ーーーーーーーーーーーーーーーーーーーー


 (よし! これで魔法は行けるな! ……でも、魔力が心許ないから剣術でとりあえずはレベル上げしないとな)


 下に降りて飯を食い、一週間分払って部屋を取り、今日のところは寝てしまう。

 


 翌日、とりあえず冒険者ギルドに行こうか。


「それよりもまずは剣と防具だな!」

 女将さんに教えてもらった武器屋に行く。


「おう、なんだ? ヒョロイのがそれで武器を扱うのか?」

 とドワーフと言われる小さな髭が生えた男性が裏から出てくる。


「はい、剣を買いたいんですが」


「ほれ、とりあえず持ってみな」

 と投げ渡される剣を受け取り、鞘から抜いて構えてみる。


「ほう、基礎はできてるようだな。じゃあ、ヒョロイからこれはどうだ?」

 と持って来たのは飾りがついた両手剣。


「あ、はい、しっくり来ます!」


「そっか、なら金貨5枚だ」


「高っ! え! これなんですか?」

 思ったより高くてビックリすると、

「ミスリルを使ってるから思ったより軽いだろ? 悪いがマケてやれねーぞ」


 (ミスリルか! 流石に異世界だな)


「分かりました、これを買います!」

「お! 分かったみたいだな! よし、手入れの方法を教えてやる!」

 と手入れの方法を伝授され、解体用のナイフ等の道具も買わされた。


 (くっ、この商売上手め!)


「次は防具屋だな」

 防具屋に着くとお姉さんが勧めてくる。


「あんたがどんなもんかは武器でわかるからこれ買いな!」

「あ、は、はい」


 有無を言わさずに甲冑では無く、革鎧と言うモンスターの皮で作られた鎧を勧められる。


 (あ、思ったより動きやすいな)


「今動きやすいと思っただろ? それなりに柔らかくして慣らしてあるからな! あとはブーツだな!」

 これまたブーツもピッタリで買うしか無かった。


「金貨10枚! 毎度あり!」


 結構な散財だな。


 だが、剣帯や手入れ道具も一緒だからまぁ、いい買い物だ。


 そして、昼前にはギルドにて、討伐モンスターを選ぶ! 

 が、今回は初めてだからスライムやゴブリンなどの常駐依頼だ。


 張り切って門から外に出る。


 3方向に分かれた道に草原、奥には森が見える。

 

 晴れた青空にスライムが跳ねているので剣で斬ると“プジュル”とスライムゼリーになる。

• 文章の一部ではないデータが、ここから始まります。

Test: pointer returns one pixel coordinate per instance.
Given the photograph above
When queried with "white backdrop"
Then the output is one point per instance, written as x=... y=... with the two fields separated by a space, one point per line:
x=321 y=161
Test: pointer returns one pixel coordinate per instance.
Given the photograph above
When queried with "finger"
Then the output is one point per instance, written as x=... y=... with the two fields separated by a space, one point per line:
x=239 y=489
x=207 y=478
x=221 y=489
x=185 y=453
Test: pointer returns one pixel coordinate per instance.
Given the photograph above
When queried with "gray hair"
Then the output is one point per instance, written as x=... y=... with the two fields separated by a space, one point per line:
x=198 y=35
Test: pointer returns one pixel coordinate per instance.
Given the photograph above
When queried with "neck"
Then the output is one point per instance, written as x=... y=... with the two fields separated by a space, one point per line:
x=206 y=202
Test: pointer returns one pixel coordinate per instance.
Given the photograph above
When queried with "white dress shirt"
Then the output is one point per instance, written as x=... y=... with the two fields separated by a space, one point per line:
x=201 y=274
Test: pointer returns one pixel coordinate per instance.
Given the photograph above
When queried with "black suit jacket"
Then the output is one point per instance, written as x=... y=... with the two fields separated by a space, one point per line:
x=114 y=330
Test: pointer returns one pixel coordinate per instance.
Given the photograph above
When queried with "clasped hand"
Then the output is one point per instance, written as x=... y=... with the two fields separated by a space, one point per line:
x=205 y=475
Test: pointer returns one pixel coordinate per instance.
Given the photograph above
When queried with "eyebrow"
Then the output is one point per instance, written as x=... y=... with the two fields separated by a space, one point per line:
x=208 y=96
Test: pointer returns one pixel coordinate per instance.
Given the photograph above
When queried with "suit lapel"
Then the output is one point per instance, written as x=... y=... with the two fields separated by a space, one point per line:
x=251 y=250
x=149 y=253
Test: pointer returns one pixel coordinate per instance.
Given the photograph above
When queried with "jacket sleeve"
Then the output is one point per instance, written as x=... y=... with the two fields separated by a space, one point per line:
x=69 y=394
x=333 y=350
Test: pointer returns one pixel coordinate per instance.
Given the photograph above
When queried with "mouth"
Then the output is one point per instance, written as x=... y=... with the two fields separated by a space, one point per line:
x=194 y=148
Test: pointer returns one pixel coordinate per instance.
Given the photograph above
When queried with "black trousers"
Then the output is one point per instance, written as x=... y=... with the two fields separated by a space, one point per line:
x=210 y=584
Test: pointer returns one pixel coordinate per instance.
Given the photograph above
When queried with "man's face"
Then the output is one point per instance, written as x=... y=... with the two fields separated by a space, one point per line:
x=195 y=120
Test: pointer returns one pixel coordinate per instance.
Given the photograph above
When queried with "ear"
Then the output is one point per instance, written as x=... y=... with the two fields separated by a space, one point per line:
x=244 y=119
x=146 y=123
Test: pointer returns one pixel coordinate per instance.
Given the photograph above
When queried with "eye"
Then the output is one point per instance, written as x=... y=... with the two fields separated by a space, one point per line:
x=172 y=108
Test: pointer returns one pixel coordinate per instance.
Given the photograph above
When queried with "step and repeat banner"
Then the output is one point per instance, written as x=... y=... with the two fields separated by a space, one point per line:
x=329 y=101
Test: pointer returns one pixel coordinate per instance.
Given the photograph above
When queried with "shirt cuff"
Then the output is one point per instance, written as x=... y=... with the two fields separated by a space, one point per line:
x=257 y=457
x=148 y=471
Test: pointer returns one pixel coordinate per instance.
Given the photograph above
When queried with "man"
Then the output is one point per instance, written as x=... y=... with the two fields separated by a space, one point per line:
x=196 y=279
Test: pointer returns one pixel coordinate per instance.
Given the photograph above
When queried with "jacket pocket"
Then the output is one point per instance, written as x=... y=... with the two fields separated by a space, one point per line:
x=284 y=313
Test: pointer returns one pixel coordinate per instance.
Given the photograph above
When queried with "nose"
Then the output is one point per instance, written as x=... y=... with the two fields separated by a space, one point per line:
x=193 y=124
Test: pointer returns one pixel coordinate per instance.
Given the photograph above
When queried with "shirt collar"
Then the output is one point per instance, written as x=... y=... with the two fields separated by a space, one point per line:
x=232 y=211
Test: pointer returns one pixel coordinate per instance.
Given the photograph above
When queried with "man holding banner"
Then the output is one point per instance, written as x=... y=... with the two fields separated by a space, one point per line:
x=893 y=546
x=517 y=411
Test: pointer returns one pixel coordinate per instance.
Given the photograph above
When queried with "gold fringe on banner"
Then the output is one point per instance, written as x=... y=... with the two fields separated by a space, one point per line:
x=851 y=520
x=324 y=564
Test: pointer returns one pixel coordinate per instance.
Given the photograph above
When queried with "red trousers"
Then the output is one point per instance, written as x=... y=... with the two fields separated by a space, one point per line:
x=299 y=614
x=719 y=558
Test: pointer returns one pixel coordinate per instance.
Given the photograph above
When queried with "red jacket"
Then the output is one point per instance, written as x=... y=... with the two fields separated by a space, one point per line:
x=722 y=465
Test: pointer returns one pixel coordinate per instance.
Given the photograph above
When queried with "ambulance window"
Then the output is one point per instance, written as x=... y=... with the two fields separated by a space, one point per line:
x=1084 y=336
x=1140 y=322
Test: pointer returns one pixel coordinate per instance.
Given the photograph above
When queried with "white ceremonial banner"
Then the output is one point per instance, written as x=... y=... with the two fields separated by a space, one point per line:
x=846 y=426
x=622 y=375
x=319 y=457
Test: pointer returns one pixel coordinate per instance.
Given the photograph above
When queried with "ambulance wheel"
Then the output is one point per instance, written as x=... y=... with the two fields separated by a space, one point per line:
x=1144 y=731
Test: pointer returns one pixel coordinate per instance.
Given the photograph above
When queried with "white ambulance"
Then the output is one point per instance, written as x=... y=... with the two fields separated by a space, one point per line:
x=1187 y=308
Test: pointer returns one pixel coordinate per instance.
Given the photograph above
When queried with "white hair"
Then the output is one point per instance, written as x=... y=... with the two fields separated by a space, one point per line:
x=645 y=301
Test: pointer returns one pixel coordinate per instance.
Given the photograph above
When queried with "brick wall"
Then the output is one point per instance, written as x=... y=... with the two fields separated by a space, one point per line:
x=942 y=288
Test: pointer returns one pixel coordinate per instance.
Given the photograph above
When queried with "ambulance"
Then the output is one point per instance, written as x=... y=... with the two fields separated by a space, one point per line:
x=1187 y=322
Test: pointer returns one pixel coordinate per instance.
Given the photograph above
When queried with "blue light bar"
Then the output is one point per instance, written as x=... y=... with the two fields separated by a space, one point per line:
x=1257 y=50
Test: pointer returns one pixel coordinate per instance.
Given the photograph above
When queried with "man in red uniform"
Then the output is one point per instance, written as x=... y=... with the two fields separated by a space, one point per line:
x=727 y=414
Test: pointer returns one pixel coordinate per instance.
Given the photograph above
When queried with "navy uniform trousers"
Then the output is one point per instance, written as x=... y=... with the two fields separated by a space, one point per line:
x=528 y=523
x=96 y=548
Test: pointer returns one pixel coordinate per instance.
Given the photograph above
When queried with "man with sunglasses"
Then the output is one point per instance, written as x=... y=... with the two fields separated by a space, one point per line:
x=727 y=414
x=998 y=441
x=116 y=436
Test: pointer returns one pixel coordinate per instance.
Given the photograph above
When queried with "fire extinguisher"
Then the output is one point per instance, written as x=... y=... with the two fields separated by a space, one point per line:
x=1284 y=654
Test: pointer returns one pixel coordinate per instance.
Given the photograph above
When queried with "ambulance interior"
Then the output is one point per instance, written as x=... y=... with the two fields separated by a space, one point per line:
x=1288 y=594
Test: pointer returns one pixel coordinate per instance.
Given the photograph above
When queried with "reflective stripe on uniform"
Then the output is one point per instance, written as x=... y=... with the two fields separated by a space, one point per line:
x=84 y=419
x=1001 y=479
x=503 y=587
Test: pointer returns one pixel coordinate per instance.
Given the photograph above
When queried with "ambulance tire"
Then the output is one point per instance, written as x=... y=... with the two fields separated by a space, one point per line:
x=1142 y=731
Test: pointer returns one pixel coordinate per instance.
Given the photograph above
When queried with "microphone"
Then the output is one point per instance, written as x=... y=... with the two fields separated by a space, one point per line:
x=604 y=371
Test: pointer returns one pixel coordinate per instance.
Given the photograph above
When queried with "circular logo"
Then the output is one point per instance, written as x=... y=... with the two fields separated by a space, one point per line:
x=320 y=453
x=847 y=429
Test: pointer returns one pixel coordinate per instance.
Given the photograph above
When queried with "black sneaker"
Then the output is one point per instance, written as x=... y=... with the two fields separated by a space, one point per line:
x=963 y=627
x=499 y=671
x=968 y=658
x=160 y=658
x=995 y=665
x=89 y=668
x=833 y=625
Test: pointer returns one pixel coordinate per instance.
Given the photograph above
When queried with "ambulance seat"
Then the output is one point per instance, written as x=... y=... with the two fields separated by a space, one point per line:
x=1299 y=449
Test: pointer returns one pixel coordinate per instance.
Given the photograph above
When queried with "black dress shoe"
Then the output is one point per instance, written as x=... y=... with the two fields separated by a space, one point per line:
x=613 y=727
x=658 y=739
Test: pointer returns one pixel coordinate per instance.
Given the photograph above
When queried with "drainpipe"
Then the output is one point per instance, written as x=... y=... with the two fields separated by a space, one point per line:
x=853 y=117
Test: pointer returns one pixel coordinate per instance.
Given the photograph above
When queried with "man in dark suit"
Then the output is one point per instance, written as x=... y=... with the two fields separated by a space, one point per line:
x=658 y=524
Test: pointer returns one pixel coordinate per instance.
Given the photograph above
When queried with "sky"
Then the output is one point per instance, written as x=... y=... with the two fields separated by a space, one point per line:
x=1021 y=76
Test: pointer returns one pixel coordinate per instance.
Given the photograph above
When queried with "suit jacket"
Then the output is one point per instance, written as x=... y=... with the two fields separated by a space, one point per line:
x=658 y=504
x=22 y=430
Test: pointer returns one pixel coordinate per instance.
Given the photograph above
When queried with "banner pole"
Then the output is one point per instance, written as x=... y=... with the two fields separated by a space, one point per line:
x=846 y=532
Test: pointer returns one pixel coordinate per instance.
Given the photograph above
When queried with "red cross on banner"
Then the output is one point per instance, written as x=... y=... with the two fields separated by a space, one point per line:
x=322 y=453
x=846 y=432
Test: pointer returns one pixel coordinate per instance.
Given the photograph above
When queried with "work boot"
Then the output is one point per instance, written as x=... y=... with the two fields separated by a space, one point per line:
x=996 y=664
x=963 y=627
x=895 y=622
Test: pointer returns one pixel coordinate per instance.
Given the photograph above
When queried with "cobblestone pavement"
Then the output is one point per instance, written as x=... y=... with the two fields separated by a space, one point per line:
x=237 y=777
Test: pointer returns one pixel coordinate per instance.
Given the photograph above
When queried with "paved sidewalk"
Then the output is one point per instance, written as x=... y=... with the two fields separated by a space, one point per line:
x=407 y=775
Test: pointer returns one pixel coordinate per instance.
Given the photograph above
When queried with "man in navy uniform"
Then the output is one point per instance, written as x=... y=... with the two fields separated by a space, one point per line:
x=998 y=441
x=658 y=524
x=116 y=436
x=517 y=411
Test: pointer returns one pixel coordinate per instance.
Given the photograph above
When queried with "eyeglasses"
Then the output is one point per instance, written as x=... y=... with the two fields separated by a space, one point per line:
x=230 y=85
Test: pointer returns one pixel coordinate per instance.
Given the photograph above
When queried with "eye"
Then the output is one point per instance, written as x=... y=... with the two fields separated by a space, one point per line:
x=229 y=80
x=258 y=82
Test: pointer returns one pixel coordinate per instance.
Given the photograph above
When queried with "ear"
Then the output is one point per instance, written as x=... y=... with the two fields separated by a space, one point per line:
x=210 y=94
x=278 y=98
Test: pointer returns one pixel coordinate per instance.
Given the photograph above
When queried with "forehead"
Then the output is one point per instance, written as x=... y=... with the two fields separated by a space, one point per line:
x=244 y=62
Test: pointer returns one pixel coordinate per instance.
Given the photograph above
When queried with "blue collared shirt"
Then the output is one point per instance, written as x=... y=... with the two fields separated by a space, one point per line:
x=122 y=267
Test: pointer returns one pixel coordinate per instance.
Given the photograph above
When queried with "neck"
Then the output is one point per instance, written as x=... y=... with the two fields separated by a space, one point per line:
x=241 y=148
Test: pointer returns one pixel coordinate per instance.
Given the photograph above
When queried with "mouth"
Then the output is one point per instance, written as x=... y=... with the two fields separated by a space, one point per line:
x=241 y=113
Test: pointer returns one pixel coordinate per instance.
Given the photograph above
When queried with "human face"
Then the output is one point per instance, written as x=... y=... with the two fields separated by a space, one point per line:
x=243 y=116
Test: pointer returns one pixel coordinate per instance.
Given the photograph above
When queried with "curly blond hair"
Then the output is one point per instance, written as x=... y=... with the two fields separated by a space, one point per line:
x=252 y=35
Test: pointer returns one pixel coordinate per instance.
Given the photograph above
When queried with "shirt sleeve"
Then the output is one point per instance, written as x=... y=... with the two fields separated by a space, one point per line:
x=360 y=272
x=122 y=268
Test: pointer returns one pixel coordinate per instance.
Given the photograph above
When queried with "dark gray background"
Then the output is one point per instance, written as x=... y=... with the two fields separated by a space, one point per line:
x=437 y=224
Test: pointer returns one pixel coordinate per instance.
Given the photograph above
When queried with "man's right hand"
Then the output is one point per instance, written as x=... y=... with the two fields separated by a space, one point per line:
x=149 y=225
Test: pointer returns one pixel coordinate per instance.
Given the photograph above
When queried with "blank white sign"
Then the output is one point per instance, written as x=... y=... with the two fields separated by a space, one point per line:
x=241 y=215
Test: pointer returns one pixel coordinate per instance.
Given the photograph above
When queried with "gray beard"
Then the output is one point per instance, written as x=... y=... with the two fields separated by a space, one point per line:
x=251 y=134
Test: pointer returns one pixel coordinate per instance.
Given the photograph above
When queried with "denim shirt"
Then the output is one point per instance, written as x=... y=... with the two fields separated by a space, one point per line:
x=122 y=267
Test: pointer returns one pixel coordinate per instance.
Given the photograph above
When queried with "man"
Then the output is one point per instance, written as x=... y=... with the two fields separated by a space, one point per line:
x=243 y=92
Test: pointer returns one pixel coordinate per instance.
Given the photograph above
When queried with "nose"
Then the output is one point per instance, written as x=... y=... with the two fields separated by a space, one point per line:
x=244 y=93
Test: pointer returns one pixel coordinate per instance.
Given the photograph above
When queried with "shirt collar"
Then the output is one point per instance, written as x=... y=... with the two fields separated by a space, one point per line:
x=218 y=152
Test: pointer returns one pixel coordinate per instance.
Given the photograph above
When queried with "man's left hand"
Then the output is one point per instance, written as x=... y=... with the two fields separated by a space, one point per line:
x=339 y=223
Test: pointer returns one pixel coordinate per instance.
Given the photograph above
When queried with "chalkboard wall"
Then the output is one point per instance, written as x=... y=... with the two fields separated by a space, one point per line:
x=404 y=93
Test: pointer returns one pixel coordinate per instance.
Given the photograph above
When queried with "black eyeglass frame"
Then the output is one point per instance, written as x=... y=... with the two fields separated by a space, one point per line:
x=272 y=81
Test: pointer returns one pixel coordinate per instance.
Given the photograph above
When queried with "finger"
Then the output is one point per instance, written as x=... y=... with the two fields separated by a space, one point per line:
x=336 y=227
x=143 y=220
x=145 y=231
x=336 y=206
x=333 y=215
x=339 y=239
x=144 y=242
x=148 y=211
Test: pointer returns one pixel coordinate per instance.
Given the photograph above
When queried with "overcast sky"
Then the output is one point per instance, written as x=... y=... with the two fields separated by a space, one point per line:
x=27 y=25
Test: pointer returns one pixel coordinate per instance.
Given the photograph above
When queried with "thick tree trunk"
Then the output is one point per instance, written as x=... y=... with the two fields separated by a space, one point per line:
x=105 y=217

 これは美容に良いらしくて奥様方に大人気らしい。瓶に入れて持ち帰る。


 魔石もクズ魔石と呼ばれる小さな魔石を落としたのでそれも収納する。


 

 夕暮れ時になるまでゴブリンとスライムを狩っていたが、時間なので帰る。


 門兵にギルド証を見せて入れてもらう。


(クリーン)


 もう言葉にしなくても魔法は使えるようになった。

 今のレベルは6、ちょうど大人と同じくらいだ。


 ここからまた上げていかないといけない。


 翌日は、森に行く。


 レベル上げは少しでも上がりにくくなったら別の場所に行くのが基本だと言われた。


 (くっ! ホブゴブリン!?)


 こんなところで格上に出くわすとは、運が悪い。


『ウインドカッター』

 “ビュビュン”と鎌鼬がホブゴブリンを切り裂き倒す。


 格上を倒したのでレベルが上がった。


 (だがこれ以上は攻撃魔法が使えないな)


 森で亡くなる冒険者が多いのはイレギュラーのせいだな。


 俺は死にたくないんでまだ草原で魔力が回復するまでスライムを狩る。



 そして一週間、

「ステータス」


ーーーーーーーーーーーーーーーーーーーー

 堂本 健人(ドウモトケント) 20歳

 レベル16

 スキル 生活魔法 時空間魔法 剣術中級

 四大魔法 解体 

 ユニーク 読書 収納 ショップ

ーーーーーーーーーーーーーーーーーーーー


 ここまで上がったので森では敵はいなくなった。次の場所に行く必要があるようだ。


 (だが、丸尾さんが魔王を退治するまでなんだよな)


 と思うがそれまでじっとしとくのも性に合わないので次の街に行くことにする。


 ルインでは古本屋で

 『初めての索敵』

 『薬学レシピ』

 『錬金のススメ』

 と言う本を買って、ルインから出ている乗合馬車に乗る。